Google’s first attempt to make default full-disk encryption mandatory for phone manufacturers was with Android 5.0 but it had to abandon that plan because of poor performance from some of the phones.
The Tame Apple Press has been marketing the fact that Apple is doing better because iOS already encrypts user data making it “unhackable.”
With the release of Android 6.0, the Android Compatibility Definition Document (CDD), which sets guidelines for manufacturers, has also been updated. The document now lists full-disk encryption as a requirement instead of a recommendation.
If the Android phone is not low-memory device — with about 512MB of RAM — and supports a secure lock screen, it must also support full-disk encryption of both the application data and shared storage partitions, the document says.
If the device has an Advanced Encryption Standard (AES) cryptographic operation performance above 50MB/s, the full-disk encryption feature must be enabled by default during the initial set-up.

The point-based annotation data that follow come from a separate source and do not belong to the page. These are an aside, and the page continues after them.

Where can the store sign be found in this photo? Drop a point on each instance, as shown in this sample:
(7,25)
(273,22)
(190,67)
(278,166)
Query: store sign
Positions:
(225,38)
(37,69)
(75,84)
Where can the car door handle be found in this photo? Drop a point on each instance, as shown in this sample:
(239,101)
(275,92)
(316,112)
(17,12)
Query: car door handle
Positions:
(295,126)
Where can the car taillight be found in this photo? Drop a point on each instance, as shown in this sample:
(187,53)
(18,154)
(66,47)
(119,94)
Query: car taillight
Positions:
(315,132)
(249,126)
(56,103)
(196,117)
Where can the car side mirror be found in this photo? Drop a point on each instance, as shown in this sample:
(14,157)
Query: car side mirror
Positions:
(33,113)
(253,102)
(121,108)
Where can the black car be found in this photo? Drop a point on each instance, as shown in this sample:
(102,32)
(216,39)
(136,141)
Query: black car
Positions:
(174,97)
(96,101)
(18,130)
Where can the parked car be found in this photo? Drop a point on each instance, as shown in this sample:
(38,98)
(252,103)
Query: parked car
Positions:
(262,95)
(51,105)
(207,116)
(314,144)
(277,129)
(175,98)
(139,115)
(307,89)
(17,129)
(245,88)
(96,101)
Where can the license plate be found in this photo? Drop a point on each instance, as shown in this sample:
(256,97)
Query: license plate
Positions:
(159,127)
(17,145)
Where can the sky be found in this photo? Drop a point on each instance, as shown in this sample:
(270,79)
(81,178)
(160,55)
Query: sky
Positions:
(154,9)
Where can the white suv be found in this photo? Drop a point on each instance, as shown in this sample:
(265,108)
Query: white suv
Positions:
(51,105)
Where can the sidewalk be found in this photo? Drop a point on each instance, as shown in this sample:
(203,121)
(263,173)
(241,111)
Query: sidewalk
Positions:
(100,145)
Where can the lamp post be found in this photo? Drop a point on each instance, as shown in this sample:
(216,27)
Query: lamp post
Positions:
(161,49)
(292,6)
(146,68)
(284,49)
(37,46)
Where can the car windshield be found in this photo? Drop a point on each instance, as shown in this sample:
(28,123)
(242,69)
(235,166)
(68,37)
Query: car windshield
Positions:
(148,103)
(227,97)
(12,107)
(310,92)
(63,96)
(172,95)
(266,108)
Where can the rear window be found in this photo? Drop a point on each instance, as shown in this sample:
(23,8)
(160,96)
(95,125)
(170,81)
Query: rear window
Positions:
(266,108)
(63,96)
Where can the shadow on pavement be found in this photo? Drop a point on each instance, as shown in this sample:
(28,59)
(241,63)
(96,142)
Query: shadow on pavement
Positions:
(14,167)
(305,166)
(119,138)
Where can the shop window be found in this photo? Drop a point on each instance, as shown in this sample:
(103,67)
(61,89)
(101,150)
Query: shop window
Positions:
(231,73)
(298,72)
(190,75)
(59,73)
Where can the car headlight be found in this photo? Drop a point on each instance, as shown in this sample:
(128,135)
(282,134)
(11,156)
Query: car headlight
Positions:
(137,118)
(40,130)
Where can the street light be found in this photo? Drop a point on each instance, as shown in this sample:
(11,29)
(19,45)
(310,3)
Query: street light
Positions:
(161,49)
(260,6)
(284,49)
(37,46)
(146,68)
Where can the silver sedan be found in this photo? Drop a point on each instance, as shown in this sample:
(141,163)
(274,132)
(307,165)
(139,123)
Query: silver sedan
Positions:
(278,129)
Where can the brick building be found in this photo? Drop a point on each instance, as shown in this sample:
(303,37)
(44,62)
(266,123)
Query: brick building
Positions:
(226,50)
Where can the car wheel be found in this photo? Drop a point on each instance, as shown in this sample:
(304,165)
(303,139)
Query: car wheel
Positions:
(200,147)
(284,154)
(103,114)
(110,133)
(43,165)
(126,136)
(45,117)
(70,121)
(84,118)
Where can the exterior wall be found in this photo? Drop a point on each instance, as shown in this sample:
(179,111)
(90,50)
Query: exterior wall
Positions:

Google said that the encryption should use 128-bit or greater AES keys. They are not aloowed to write the encryption key to the storage area later. The encryption key should never be transmitted off the device.
Of course coppers are furious because it means that they will have a hell of a job snuffling people’s personal data any more.
In addition to encryption, Google also requires a verified boot for devices with AES performance over 50MB/s. This is a feature that verifies the integrity and authenticity of the software loaded at different stages during the device boot sequence and protects against boot-level attacks that could undermine the encryption.